As time passed, and my life didn’t go anywhere near like I had hoped it would go when I was at Vanderbilt, and later in law school at Alabama; as I sunk deeper and deeper into pain and misery; as, finally, after trying just about everything but God to right my sunk ship, I turned there and asked for help … The rest, as they say, is history, which I have told many times in various ways.
The angels still like solar; maybe they know something about it, which has not yet been discovered. I never did like the big lead battery banks people on No Name Key used. Some members of the pro-electrify No Name camp kept talking about connecting to the Keys Energy grid and selling their surplus sun time solar energy back to Keys Energy, and using Keys Energy electricity at other times.
I heard some of those folks, after getting on Keys Energy’s grid, had their solar panels removed.
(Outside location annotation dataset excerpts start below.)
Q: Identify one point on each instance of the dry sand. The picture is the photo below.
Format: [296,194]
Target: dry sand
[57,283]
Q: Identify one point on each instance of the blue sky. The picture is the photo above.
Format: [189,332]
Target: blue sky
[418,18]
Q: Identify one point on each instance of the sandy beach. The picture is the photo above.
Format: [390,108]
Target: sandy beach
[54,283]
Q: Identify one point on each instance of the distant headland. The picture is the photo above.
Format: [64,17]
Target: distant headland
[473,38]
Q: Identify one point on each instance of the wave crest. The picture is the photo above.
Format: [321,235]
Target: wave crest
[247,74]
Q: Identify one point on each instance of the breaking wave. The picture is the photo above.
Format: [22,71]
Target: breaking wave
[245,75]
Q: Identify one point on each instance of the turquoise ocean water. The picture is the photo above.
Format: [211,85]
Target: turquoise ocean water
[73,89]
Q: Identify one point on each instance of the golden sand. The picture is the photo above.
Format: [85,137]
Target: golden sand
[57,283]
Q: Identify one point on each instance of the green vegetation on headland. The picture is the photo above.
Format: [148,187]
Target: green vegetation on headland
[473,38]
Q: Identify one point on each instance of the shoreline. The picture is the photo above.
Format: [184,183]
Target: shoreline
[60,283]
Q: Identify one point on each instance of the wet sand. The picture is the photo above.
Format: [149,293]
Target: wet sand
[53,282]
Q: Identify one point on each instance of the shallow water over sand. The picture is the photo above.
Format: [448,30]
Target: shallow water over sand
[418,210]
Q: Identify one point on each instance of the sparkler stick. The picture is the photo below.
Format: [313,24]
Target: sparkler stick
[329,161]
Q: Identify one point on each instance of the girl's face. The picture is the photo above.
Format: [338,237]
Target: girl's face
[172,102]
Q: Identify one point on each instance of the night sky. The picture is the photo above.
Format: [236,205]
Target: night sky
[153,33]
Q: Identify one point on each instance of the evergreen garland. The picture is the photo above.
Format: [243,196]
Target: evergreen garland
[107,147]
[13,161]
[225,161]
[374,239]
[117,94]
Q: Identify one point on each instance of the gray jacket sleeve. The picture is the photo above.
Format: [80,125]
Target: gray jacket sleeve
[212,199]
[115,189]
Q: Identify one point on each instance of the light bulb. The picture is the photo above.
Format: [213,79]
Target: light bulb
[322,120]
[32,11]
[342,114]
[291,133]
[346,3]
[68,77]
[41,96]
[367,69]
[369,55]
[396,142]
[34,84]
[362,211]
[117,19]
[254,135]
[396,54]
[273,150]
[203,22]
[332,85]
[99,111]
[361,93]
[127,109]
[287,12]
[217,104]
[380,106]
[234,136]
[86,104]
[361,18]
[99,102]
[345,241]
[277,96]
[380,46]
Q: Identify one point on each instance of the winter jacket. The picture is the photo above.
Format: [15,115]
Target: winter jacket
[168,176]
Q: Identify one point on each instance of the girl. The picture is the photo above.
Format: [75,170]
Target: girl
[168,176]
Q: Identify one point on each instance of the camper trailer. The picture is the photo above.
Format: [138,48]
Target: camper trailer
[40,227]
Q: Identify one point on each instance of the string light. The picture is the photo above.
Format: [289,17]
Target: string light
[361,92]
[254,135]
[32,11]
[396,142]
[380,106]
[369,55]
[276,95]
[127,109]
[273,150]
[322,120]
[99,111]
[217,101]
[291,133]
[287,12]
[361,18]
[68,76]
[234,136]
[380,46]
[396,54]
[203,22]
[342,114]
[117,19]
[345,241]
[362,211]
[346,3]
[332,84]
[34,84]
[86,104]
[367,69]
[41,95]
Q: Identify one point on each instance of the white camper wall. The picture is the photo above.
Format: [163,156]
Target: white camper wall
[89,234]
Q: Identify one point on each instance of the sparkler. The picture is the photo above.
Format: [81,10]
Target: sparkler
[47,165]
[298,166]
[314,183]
I think I heard Brad and Beth Vickrey were the first to do that. I still wonder why they even bought a home on No Name, when they could have bought a home on the grid on Big Pine. I still wonder that about everyone who bought a home on No Name, who wanted Keys Energy power.
It won’t surprise me to wake up one morning and read in the Citizen that Brad and Beth, or somebodies, are proposing a new residential development on No Name to the Monroe County Government. I didn’t need angels to put that idea into my noggin’. But it was angels who brought me all the way from Colorado and put me on No Name Key Bridge in early January 1995, and made a covenant with me that I would be used to try to protect that part of the Keys, since I loved it so much.
If people don’t want to vote for someone who says angels steer and correct him, that’s their problem. My problem is doing everything possible to please the angels, having experienced in spades what it’s like when I displease them.
Maybe people only think angels should be talked about in church. Maybe people get afraid when they hear somebody say his life has been commandeered by angels; maybe they fear the same could happen to them. There are stories in the Bible of that happening to people.
Maybe the angels want people to know there is another way to live. Maybe the angels want people to consider that other way because the way people live today is not working, as is seen on TV news reports every day and night.
Maybe the angels want people to consider that angels are not archetypes, nor is Evil, nor is God; that they are just as real, more real, actually, than are people, who basically are projections out of spirit beings and groups into human bodies on his planet, among other places.
The thing about my father’s brother Leo, which most bugged my father, and lots of other people at times, was he called a spade a spade; he didn’t know any other way.